Meanwhile according my goal to allow windows authentication in .net core docker web app i was going through the source code of .net core, and corefx and trucated the auth code to this sample console app:

try
{
    var token = "MyToken==";
    var secAssembly = typeof(AuthenticationException).Assembly;
    Console.WriteLine("var ntAuthType = secAssembly.GetType(System.Net.NTAuthentication, throwOnError: true);");
    var ntAuthType = secAssembly.GetType("System.Net.NTAuthentication", throwOnError: true);
    Console.WriteLine("var _constructor = ntAuthType.GetConstructors(BindingFlags.NonPublic | BindingFlags.Instance).First();");
    var _constructor = ntAuthType.GetConstructors(BindingFlags.NonPublic | BindingFlags.Instance).First();
    Console.WriteLine("var credential = CredentialCache.DefaultCredentials;");
    var credential = CredentialCache.DefaultCredentials;
    Console.WriteLine("var _instance = _constructor.Invoke(new object[] { true, Negotiate, credential, null, 0, null });");
    var _instance = _constructor.Invoke(new object[] { true, "Negotiate", credential, null, 0, null });

    var negoStreamPalType = secAssembly.GetType("System.Net.Security.NegotiateStreamPal", throwOnError: true);
    var _getException = negoStreamPalType.GetMethods(BindingFlags.NonPublic | BindingFlags.Static).Where(info => info.Name.Equals("CreateExceptionFromError")).Single();


    Console.WriteLine("var _getOutgoingBlob = ntAuthType.GetMethods(BindingFlags.NonPublic | BindingFlags.Instance).Where(info => info.Name.Equals(GetOutgoingBlob) && info.GetParameters().Count() == 3).Single();");
    var _getOutgoingBlob = ntAuthType.GetMethods(BindingFlags.NonPublic | BindingFlags.Instance).Where(info => info.Name.Equals("GetOutgoingBlob") && info.GetParameters().Count() == 3).Single();
    Console.WriteLine("var decodedIncomingBlob = Convert.FromBase64String(token);;");
    var decodedIncomingBlob = Convert.FromBase64String(token);
    Console.WriteLine("var parameters = new object[] { decodedIncomingBlob, false, null };");
    var parameters = new object[] { decodedIncomingBlob, false, null };
    Console.WriteLine("var blob = (byte[])_getOutgoingBlob.Invoke(_instance, parameters);");
    var blob = (byte[])_getOutgoingBlob.Invoke(_instance, parameters);
    if (blob != null)
    {
        Console.WriteLine("var out1 = Convert.ToBase64String(blob);");
        var out1 = Convert.ToBase64String(blob);
        Console.WriteLine(out1);
    }
    else
    {
        Console.WriteLine("null blob value returned");


        var securityStatusType = secAssembly.GetType("System.Net.SecurityStatusPal", throwOnError: true);
        var _statusException = securityStatusType.GetField("Exception");
        var securityStatus = parameters[2];
        var error = (Exception)(_statusException.GetValue(securityStatus) ?? _getException.Invoke(null, new[] { securityStatus }));
        Console.WriteLine("Error:");
        Console.WriteLine(error);
        Console.WriteLine("securityStatus:");
        Console.WriteLine(securityStatus.ToString());
    }
}
catch(Exception exc)
{
    Console.WriteLine(exc.Message);
}

So i found out that the library communicates with System.Net.NTAuthentication which communicates with System.Net.Security.NegotiateStreamPal which communicates with unix version of Interop.NetSecurityNative.InitSecContext

which should somehow trigger the GSSAPI in os

In dotnet runtime git they tell us that gss-ntlmssp is required for this to work even that it is not mentioned anyhow in the aspnet core documentation.

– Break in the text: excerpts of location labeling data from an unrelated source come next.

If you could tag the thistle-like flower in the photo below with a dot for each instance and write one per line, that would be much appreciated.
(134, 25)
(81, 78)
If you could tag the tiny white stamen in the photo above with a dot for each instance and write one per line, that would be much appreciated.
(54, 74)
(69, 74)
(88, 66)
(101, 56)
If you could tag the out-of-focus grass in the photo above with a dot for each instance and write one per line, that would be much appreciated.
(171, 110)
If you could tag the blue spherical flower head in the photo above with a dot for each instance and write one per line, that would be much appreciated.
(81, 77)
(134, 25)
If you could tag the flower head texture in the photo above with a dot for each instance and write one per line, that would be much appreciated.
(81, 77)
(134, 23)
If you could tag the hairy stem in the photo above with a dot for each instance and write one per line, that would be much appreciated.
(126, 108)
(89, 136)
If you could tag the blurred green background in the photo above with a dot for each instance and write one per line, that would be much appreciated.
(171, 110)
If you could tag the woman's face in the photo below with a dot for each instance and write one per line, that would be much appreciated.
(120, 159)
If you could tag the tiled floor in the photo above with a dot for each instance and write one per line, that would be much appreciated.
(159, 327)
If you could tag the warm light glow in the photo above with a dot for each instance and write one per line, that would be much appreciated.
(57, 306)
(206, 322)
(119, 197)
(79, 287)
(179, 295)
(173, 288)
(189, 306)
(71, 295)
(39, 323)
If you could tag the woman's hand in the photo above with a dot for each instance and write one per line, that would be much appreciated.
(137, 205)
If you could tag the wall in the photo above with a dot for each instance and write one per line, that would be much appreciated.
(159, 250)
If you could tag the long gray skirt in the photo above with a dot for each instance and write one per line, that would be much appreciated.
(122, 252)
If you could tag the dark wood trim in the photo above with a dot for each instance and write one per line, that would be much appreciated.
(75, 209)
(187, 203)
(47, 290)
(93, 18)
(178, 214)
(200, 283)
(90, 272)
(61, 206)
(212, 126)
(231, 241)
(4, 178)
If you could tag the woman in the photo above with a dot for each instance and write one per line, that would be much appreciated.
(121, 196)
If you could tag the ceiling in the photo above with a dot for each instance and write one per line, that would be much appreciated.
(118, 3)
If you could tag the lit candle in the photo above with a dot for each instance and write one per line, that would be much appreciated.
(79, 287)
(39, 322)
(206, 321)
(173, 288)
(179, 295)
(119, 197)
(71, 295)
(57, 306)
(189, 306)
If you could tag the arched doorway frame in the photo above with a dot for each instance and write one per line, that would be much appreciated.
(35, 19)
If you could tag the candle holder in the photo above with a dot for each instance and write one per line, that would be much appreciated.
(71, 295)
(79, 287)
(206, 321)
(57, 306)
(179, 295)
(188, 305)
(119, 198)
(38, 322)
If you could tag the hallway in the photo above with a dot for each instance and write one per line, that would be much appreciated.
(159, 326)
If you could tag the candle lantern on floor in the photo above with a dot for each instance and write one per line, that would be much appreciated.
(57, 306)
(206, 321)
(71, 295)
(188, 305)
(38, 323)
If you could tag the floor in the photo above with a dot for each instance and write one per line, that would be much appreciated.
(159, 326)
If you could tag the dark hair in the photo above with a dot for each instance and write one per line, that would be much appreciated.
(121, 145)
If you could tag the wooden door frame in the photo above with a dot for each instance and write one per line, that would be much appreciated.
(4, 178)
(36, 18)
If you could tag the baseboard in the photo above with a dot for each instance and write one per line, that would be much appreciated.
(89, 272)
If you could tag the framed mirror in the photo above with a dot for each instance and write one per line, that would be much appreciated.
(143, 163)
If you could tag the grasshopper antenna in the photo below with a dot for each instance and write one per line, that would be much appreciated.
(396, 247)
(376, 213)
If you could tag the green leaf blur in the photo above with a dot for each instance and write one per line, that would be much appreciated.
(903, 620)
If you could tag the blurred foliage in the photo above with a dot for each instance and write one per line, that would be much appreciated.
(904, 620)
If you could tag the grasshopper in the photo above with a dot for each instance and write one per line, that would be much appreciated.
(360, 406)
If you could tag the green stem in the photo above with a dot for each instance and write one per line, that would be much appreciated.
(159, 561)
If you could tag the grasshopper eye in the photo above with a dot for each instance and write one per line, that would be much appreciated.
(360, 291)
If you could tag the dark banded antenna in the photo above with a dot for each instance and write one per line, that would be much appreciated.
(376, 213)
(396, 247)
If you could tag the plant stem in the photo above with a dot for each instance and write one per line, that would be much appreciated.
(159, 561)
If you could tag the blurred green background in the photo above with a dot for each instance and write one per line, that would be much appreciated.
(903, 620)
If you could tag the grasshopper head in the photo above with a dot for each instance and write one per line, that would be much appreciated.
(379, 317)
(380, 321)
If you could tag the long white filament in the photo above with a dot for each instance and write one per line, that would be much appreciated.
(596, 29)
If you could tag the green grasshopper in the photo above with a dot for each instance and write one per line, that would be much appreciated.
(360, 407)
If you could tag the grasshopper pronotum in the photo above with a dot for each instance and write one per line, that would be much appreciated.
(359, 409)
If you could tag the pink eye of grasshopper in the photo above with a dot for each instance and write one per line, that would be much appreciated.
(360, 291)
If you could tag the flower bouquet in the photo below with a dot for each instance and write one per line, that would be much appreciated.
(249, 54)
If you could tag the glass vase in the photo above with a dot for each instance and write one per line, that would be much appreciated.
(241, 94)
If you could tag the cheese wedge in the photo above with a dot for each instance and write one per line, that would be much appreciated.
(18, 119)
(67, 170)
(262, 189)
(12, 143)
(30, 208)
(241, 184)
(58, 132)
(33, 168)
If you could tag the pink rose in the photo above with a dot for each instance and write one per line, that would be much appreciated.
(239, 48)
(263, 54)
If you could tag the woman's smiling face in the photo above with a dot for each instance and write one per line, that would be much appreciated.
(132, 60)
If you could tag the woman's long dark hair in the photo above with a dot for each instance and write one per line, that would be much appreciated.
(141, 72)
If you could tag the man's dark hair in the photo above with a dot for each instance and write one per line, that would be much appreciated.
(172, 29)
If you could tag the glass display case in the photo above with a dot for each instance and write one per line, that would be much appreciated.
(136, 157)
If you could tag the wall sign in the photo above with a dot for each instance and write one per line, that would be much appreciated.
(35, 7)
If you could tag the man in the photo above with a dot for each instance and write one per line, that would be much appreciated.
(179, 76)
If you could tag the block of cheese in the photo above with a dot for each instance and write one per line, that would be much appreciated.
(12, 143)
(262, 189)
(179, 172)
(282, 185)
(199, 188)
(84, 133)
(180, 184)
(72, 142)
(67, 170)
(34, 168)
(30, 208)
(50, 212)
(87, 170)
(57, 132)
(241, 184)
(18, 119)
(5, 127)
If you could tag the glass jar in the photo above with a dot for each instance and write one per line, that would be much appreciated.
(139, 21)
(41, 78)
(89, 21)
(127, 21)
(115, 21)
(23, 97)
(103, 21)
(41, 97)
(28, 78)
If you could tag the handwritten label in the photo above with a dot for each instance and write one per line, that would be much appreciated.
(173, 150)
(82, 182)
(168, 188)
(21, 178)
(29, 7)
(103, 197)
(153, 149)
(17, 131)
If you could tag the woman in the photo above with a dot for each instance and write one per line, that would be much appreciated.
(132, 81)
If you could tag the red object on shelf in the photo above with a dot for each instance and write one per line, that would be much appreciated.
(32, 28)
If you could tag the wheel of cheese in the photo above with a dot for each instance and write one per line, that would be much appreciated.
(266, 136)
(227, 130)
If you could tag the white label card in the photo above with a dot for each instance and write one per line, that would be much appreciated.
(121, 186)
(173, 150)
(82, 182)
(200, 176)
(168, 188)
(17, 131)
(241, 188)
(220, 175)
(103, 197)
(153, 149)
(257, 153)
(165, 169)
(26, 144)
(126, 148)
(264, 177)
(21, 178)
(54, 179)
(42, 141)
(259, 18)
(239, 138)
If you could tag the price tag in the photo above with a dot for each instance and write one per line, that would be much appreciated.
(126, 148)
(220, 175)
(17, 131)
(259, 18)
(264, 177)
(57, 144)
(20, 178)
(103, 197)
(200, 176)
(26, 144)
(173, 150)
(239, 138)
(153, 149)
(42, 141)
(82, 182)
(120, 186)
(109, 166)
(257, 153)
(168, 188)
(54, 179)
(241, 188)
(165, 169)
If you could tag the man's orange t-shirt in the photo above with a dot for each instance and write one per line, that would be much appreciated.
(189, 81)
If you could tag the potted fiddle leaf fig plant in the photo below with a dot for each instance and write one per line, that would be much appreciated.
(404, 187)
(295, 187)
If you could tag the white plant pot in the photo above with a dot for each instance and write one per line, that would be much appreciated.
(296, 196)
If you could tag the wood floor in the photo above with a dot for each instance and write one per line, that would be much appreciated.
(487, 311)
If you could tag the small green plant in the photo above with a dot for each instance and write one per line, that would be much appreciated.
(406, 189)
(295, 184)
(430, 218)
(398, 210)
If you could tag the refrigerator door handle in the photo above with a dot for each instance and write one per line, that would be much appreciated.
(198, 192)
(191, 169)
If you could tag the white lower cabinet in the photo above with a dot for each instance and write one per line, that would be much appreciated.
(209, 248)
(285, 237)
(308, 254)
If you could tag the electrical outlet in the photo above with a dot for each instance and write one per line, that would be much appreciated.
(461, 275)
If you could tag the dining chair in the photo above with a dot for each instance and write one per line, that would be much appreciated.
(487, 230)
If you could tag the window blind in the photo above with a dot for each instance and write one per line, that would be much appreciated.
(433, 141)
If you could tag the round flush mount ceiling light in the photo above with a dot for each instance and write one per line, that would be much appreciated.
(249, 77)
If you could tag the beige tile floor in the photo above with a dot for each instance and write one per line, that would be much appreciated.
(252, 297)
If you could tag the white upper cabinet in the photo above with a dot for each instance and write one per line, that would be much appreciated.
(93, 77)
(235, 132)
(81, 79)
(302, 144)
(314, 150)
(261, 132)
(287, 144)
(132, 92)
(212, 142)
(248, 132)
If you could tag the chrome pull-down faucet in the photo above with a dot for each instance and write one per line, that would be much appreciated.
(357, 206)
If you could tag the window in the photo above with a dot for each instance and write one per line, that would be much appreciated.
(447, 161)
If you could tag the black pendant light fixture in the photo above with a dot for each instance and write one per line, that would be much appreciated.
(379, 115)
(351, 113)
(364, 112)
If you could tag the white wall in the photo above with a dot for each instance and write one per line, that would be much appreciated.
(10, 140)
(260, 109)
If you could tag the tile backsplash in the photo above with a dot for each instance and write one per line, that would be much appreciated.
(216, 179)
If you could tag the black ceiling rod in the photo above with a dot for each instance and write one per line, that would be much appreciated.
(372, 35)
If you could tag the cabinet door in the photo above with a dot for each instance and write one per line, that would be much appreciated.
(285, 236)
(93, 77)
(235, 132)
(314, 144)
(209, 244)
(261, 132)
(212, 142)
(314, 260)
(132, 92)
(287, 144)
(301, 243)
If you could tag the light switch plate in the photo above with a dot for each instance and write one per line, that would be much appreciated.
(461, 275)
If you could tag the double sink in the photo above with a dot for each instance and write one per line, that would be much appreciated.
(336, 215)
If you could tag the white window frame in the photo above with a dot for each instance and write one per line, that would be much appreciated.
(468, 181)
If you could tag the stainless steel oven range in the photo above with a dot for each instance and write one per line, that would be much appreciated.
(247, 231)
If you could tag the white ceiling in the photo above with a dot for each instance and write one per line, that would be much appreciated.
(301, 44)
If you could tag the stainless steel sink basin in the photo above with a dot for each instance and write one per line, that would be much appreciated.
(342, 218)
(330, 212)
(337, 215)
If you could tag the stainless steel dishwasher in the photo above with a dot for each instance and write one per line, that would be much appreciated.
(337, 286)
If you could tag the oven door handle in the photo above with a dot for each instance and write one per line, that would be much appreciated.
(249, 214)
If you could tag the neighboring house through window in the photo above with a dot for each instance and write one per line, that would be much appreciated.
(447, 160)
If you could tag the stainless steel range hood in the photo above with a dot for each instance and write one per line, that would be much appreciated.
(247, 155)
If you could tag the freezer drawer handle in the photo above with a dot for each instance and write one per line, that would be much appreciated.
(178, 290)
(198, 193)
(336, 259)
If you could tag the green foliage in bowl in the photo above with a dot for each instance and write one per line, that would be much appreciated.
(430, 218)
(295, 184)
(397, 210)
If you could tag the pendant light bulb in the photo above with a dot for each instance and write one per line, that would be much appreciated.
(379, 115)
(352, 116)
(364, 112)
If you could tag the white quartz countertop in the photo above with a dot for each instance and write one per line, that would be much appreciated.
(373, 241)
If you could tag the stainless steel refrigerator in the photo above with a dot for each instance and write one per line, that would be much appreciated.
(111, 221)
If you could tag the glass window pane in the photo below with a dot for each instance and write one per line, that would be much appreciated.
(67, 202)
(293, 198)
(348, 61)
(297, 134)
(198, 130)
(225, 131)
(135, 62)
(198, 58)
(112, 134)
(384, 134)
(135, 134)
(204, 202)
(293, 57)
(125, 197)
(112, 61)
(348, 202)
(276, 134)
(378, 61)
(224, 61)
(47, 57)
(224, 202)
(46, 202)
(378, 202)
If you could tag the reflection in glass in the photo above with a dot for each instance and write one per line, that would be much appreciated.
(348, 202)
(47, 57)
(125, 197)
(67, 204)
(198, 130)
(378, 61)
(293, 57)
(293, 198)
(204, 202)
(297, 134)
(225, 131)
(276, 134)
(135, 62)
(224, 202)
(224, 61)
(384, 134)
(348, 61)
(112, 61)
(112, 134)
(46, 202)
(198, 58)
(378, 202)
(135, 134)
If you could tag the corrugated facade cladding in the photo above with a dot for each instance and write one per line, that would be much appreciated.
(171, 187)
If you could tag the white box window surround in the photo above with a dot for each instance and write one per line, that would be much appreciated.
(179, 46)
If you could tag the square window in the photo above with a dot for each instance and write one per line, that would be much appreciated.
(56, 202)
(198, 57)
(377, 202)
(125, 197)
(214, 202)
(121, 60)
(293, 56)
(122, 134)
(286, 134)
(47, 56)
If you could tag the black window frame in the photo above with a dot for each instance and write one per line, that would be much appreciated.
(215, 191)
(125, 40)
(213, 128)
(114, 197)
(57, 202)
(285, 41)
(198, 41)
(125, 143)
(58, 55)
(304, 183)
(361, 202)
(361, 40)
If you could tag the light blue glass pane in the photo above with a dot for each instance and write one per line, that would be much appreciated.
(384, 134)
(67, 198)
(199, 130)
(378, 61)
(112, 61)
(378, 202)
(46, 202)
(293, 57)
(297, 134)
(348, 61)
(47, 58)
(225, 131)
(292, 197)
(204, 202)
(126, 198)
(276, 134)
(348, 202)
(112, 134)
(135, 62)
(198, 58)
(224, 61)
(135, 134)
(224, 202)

https://github.com/dotnet/runtime/issues?utf8=%E2%9C%93&q=gss-ntlmssp

Nevertheless I have compiled the gss-ntlmssp and found out that without this library it throws error "An unsupported mechanism was requested.". With my library it throws error "No credentials were supplied, or the credentials were unavailable or inaccessible.", but never access to any gss_* methods.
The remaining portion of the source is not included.